October 29, 2015
Abby Goodnough, THE NEW YORK TIMES
WASHINGTON — When the Affordable Care Act’s new enrollment season begins next month, people seeking health insurance through the online federal exchange will also be offered something they may not expect: a chance to register to vote.
But voting rights groups say the offer — a link to a voter registration form that they can print and mail, deep inside the application for health coverage — does not go far enough. This week, the groups accused the Obama administration of violating federal law by not doing more to ensure opportunities for voter registration through the exchange, HealthCare.gov, which serves 38 states.
In a letter to President Obama, the groups said that in contrast, most of the 13 state-based insurance exchanges have worked to comply with the National Voter Registration Act. The act, also known as the “motor voter” law, requires states to offer voter registration to people applying for a driver’s license or public assistance.
“This is an important voting rights issue that can no longer be ignored,” wrote the groups, which include the League of Women Voters, Project Vote and Demos, a liberal think tank.
Some voting rights experts are not certain their claim would hold up in court. At issue is whether the federal exchange is subject to the voter registration law because it is providing a service on behalf of the states it operates in.
“It’s an interesting, creative argument,” said Richard L. Hasen, a law professor at the University of California, Irvine. “I just don’t know if the courts will buy it or not.”
The voting rights groups say that among other things, the federal exchange should be offering to help applicants complete a voter registration form.

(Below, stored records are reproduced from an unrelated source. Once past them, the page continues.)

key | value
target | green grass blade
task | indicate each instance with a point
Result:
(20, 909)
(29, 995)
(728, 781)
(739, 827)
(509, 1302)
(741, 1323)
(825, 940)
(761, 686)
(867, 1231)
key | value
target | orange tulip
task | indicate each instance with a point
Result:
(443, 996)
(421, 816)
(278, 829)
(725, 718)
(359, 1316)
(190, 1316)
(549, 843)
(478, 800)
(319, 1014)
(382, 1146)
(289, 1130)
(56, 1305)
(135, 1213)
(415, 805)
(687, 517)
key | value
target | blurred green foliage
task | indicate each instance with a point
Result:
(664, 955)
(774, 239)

Although many applicants use the exchange independently, others turn to its call center or to “navigator” groups that have federal grants to help people apply for coverage.
“The navigators aren’t receiving any training or direction that they have to offer voter registration services,” said Jenn Rolnick Borchetta, senior counsel at Demos.

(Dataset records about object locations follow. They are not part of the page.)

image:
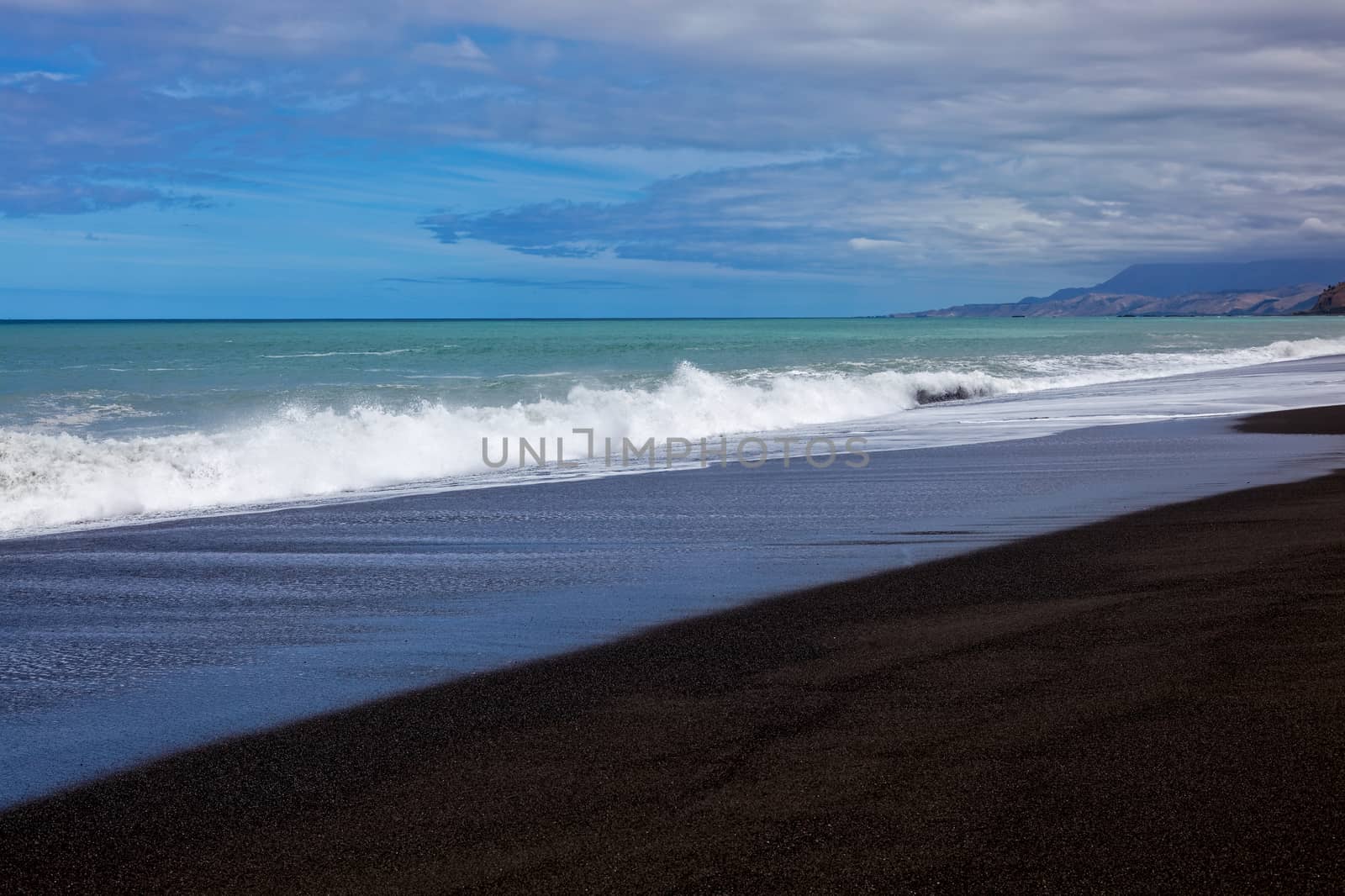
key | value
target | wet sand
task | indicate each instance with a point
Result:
(1150, 703)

Navigators in several states that use the federal exchange said the voter registration link was easy to miss in the online application for health coverage and many navigators do not focus on it while they are helping clients.
“I’d suspect not many people have used it,” said Elizabeth Colvin, director of Insure Central Texas, a navigator group in Austin.
Michele Johnson, the executive director of the Tennessee Justice Center, a health care advocacy group in Nashville, said many navigators there “never saw” the question about voter registration while helping people sign up for health coverage. Others, she said, feared the question and link to a voter registration form were “too political to mention,” especially in Republican-controlled states like Tennessee where most elected officials oppose the Affordable Care Act.
“Anxiety on the part of navigators,” Ms. Borchetta said, “could be addressed by the federal government clearly saying what their responsibilities are under the law.”
A spokesman for the Centers for Medicare and Medicaid Services, which oversees the federal exchange, said the Obama administration “strongly supports the goals of the National Voter Registration Act and is committed to enforcing its requirements, as applicable.”
The spokesman, Aaron Albright, would not comment on whether the administration believed the law was applicable to the federal exchange.
Republicans have spoken out against allowing voter registration through the Affordable Care Act exchanges, calling it inappropriate. Representative Charles W. Boustany Jr. of Louisiana, who complained about it to the Department of Health and Human Services before the exchanges opened in 2013, said on Thursday, “HealthCare.gov was never intended to be a voter registration tool, just as state secretaries of state websites aren’t used for signing up for health care.”
Mr. Hasen said that given the many battles the Obama administration has fought with Republicans over the Affordable Care Act, it might prefer letting a court decide whether the federal exchange has to comply with the voter registration law.
“The federal exchange tends to serve more Republican states,” he said. “This would be a way of potentially registering more Democratic voters there. So it’s politically easier for an administration that’s always accused of trying to expand federal power to have a court make this decision.”
State-based exchanges, which are mostly in heavily Democratic states, have slowly improved their compliance with the voter registration law, said Sarah Brannon, the director of the government agency voter registration program at Project Vote. Some, including California and New York, now train navigators and call center operators in how to handle the voter registration option during the enrollment process. Others have yet to offer voter registration through their exchange but are working on it, Ms. Brannon said.
The voting rights groups said that Ohio, which uses the federal exchange, had had no increase in the number of voter registrations from public assistance clients since the state expanded Medicaid under the Affordable Care Act, despite a sharp increase in the number of people applying for Medicaid benefits. Many people now apply for Medicaid, as well as subsidized private insurance, through the exchanges.
Ms. Brannon said the groups had been asking the administration to bring the federal exchange into compliance with the voter registration law for two years. Now that the Supreme Court has ruled that people in states that use the federal exchange can continue receiving health insurance subsidies, she said, the administration has no excuse not to do so. As for whether the federal exchange is legally required to comply with the law, Ms. Brannon said, “It is a novel question, but we think the answer is very clear.”